Signé: EDWARD B. MALET.

N 192

M. Malet au Comte de Granville.

(Extrait.)

Le Caire, 21 septembre 1881.

J'ai l'honneur d'informer Votre Seigneurie qu'à mon arrivée ici, dans la soirée du 18 courant, je reçus un message du Khédive, me demandant d'aller le voir le lendemain matin à 10 heures.

Son Altesse me raconta les événements du 9 courant qui ont déjà été rapportés en détail à Votre Seigneurie par M. Cookson. Il envisageait l'avenir avec découragement, car, disait-il, il ne pouvait plus croire aux protestations de fidélité faites par les officiers de l'armée. Il confirma ce qui m'avait été dit sur ce qu'il ne s'attendait nullement au mouvement.

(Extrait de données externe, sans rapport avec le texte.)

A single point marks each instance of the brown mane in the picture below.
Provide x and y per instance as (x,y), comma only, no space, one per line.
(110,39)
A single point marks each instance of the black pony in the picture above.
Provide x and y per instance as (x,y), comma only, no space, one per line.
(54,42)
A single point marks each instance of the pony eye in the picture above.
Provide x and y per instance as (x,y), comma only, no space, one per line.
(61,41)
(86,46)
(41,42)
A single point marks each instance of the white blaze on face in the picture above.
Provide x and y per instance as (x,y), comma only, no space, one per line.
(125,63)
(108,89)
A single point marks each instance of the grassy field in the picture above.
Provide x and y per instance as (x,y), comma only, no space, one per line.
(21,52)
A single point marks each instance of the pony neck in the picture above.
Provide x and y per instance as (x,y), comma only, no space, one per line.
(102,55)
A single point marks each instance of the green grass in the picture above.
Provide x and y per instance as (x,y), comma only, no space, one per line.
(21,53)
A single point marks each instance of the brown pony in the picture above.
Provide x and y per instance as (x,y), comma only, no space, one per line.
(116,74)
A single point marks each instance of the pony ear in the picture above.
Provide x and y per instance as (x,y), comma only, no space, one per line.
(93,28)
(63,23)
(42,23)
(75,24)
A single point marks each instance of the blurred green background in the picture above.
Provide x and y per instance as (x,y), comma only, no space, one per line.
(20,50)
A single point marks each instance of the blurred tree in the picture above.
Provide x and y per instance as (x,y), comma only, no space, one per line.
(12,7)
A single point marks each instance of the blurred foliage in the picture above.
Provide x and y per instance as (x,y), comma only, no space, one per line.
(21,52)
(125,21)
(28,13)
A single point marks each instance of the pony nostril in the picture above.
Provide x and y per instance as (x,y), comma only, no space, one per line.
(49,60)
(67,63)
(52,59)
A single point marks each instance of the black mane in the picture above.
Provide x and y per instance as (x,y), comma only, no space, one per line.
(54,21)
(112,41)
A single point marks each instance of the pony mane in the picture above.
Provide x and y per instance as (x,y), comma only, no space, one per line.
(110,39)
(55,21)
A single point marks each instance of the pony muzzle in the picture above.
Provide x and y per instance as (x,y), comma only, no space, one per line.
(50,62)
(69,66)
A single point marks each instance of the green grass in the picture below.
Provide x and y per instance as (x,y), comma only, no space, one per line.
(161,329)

Il en reçut les premières nouvelles par un garçon de ferme, qui vint dans la matinée au Palais lui dire d'une voix tremblante que les troupes arrivaient au Caire de l'Abassieh, à trois milles de distance, pour tuer Son Altesse.

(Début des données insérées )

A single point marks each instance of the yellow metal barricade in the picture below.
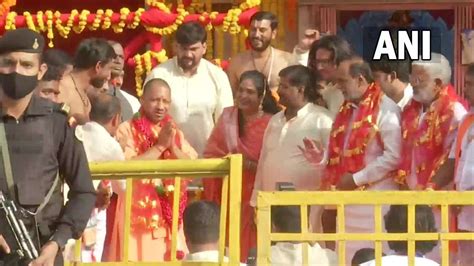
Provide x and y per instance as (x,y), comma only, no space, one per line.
(230,169)
(377,199)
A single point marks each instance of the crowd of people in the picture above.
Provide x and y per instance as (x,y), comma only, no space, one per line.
(317,118)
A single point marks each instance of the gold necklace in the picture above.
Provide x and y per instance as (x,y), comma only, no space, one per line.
(85,102)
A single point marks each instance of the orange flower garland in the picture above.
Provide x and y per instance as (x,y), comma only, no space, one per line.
(426,141)
(351,160)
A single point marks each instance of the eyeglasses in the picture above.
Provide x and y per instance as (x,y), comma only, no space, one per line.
(322,63)
(417,80)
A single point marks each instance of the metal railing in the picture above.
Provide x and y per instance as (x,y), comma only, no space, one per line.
(377,199)
(229,168)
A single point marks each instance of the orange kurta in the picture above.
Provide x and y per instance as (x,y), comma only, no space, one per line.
(144,245)
(225,139)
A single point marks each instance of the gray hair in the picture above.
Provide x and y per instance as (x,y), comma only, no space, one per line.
(438,67)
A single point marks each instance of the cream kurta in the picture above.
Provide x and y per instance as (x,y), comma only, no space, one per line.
(464,176)
(381,157)
(464,179)
(197,101)
(289,254)
(282,161)
(144,246)
(99,146)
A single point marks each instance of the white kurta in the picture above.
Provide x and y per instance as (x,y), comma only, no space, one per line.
(459,112)
(205,256)
(132,100)
(282,161)
(464,176)
(381,157)
(289,254)
(464,180)
(407,95)
(395,260)
(99,146)
(196,101)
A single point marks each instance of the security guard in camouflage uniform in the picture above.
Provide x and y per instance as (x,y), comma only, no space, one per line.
(38,143)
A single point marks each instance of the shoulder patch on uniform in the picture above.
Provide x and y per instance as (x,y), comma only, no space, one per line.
(79,133)
(65,108)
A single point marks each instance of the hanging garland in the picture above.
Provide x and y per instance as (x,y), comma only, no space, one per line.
(159,20)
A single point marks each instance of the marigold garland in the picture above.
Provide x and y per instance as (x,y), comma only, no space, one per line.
(107,19)
(29,21)
(144,65)
(39,19)
(158,4)
(10,21)
(5,6)
(49,24)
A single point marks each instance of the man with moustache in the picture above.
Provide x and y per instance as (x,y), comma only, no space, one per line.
(363,149)
(199,89)
(129,103)
(92,66)
(262,56)
(39,153)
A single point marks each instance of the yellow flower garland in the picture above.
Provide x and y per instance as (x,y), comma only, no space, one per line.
(143,66)
(136,18)
(107,19)
(124,12)
(82,21)
(29,21)
(182,13)
(49,25)
(97,20)
(158,4)
(10,21)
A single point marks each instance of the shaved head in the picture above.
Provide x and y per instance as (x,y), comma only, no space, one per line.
(104,108)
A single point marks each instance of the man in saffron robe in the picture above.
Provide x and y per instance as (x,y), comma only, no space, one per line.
(151,135)
(460,168)
(429,126)
(363,145)
(240,129)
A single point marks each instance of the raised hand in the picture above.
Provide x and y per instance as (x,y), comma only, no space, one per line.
(165,138)
(313,151)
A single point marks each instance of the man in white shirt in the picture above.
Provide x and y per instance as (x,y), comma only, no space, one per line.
(396,221)
(460,168)
(324,57)
(286,131)
(199,89)
(433,108)
(364,145)
(287,219)
(394,79)
(201,220)
(100,146)
(261,56)
(128,102)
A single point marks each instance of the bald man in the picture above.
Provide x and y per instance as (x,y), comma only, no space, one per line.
(129,103)
(101,146)
(262,56)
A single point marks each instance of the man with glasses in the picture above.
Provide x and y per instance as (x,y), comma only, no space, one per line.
(429,126)
(324,57)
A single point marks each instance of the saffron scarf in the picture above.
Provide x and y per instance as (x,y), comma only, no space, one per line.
(424,144)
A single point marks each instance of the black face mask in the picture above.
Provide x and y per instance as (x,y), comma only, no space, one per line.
(97,82)
(17,86)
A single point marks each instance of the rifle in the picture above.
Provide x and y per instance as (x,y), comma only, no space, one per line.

J'avais entendu dire que Son Altesse avait exprimé peu de confiance au pouvoir de Chérif-Pacha de réduire l'armée à l'obéissance, et mon intention avait été de faire comprendre tout particulièrement à Son Altesse l'absolue nécessité de faire croire, à tout hasard, au public, qu'il avait pleine confiance en son nouveau ministère. Son Altesse cependant me prévint en disant que l'unique parti à prendre, pour lui, était de donner plein pouvoir à Chérif-Pacha et de se confier entièrement à lui, car il était son unique planche de salut.

Je dis à Son Altesse qu'à moins que l'armée ne fasse un nouveau mouvement, l'intervention de la Porte était, je crois, abandonnée; qu'il devait songer que si une telle intervention devait avoir lieu, ce serait un malheur pour son Pays et qu'elle pourrait devenir un danger pour lui-même; et je le suppliai de se laisser guider implicitement par Chérif-Pacha, dans ses communications avec la Porte.

Son Altesse s'exprima dans les termes les plus chaleureux sur l'assistance que lui avait prêtée M. Colvin et M. Cookson pendant les terribles incidents du 9 courant.

Je me rendis dans l'après-midi chez Chérif-Pacha, que je ne connaissais pas encore. Pendant la période du ministère de Riaz-Pacha, Son Excellence avait mené une vie retirée, et je ne l'avais pas rencontré.